Cases (n = 79) and control subjects (n = 214) were similar in age (65.4 ± 0.6 vs. 65.7 ± 0.3 years), race (90 vs. 94% white), smoking status (22 vs. 17% current), history of type 2 diabetes (97 vs. 98%), hypertension (52 vs. 52%), systolic/diastolic blood pressure (142 ± 2 vs. 143 ± 1/80 ± 1 vs. 81 ± 1 mmHg), and BMI (27.6 ± 0.6 vs. 28.8 ± 0.4 kg/m2). However, cases had longer duration diabetes (11.6 ± 1.2 vs. 9.0 ± 0.7 years, P = 0.07), more metabolic complications (14 vs. 6%, P = 0.03), and cerebrovascular disease (33 vs. 7%, P < 0.01). Although the ECG date–index date interval was similar in cases and control subjects (5.1 ± 0.6 vs. 5.5 ± 0.5 years), cases also had a higher mean heart rate (80 ± 2 vs. 75 ± 1 bpm, P = 0.02), QTI (109 ± 1 vs. 103 ± 1%, P < 0.01), Q-wave score (6.5 ± 0.9 vs. 3.7 ± 0.6, P = 0.01), ST-segment depression score (4.0 ± 0.7 vs. 1.9 ± 0.4, P = 0.01), and T-wave negativity score (4.0 ± 0.8 vs. 2.1 ± 0.5, P = 0.04). Remaining ECG, medication, lab, and clinical measures were comparable.
In conditional logistic regression models adjusted for sampling design, age, and race, risk of PCA was increased 3.5 (1.6–7.6)-fold in the fourth versus first QTI quartile, but there was little evidence of increased risk for diabetic patients in the second and third quartiles (Table 1). Effects of further adjustment were modest (Table 1).

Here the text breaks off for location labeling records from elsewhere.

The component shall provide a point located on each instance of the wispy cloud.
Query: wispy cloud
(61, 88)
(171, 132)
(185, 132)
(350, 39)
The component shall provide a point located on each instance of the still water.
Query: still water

Comparing the upper with the lower three quartiles combined produced similar findings but narrowed the 95% confidence limits around the point estimates: 3.6 (2.0–6.3) (age and race), 3.1 (1.6–6.1) (clinical), 2.7 (1.2–5.9) (ECG), and 2.7 (1.3–5.4) (autonomic). Effects of controlling for the ECG date–index date interval, substituting Bazett’s heart-rate corrected QT (QTc) for QTI (22, 23) and weighting for the probability of ECG availability (24, 25) were negligible.
This is the first population-based study to examine the risk of PCA associated with QT prolongation in predominantly type 2 diabetic patients without prior physician-diagnosed heart disease (26). Diabetic patients in the upper quartile of the QTI distribution (i.e., with a QTI >107%) had a threefold increased risk of PCA after accounting for clinical and other ECG or autonomic characteristics.
Whether the increased risk reflects direct effects of previously undiagnosed myocardial damage, autonomic failure, or both remains unknown, but we excluded enrollees with prior physician-diagnosed heart disease and were unable to attribute the association to differences in clinical characteristics or subclinical ischemia and infarction. Similarly, adjustment for symptomatic dysautonomia, use of β-blockers and tricyclic antidepressants, and measures of heart rate and RR variation only modestly attenuated the increased risk of PCA. Moreover, results were unchanged by controlling for the ECG date–index date interval, substituting QTc, or weighting for ECG availability.
These findings suggest that QT prolongation may be useful in risk stratifying populations of predominantly white, type 2 diabetic patients for PCA. Whether the findings are generalizable to diabetic patients who are nonwhite and those with prior angina, myocardial infarction, and/or congestive heart failure remains unknown. Further research is needed to determine whether clinical interventions to reduce QTI (2, 27–29) decrease the risk of PCA among diabetic patients.
National Institutes of Health Grants HL-42456-03, 5-T32-HL07055, and the VAPSHCS HSRD Post-Doctoral Fellowship Program funded this study.
The preliminary findings for this study were published as an abstract (30).